Tailors in Italy and France also offer more casual clothing. The craft is far from dead, it merely continues to evolve.

Greger

"That ethos is all but extinct with today's youth, who are materialistically richer and don't care about such things."

Tailors should be reaching out to these that have enough money. These clothes don't have to ALL be expensive. In the past tailors made blazers, which were not a refined coat at all. These were not expensive coats. They didn't have a ton of work in them. What is needed is balance, straight and crooked, armhole depth, loose enough and not a lot pressing. The art of clothing is not always about perfect fit. How many of the old blazers had canvas? Collar canvas, maybe. The purpose of these blazers had nothing to do with persuading anybodies mind. It was merely a coat for certain sports and teams.

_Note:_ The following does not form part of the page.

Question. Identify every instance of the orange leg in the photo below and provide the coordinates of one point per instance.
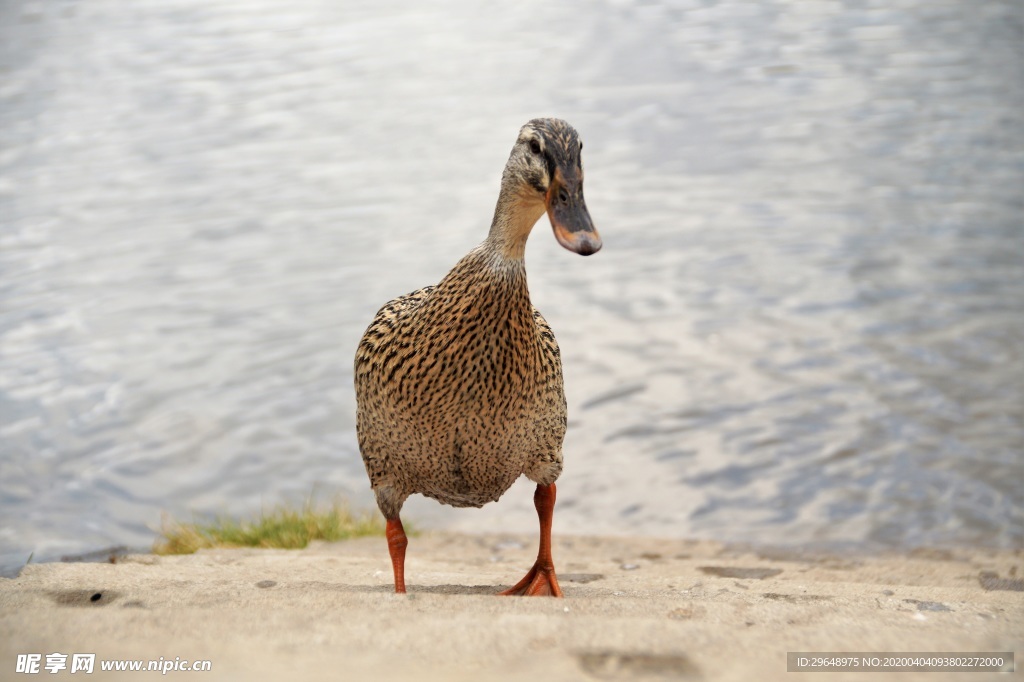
(541, 580)
(396, 543)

Easy wear- Mass-production wasn't everywhere. When it did show up some people didn't buy it because they wanted comfort. A cheap lousy tailor produces a better fit than Mass-produced. In demand tailors charge a lot. And then, all the ones in between. A price range.

jruley

Quote from: Greger on May 10, 2025, 05:58:19 AMEasy wear- Mass-production wasn't everywhere. When it did show up some people didn't buy it because they wanted comfort.

"Comfort" today seems to be equated with oversized, loose and sloppy, or stretchy.  How is a tailor supposed to compete with that?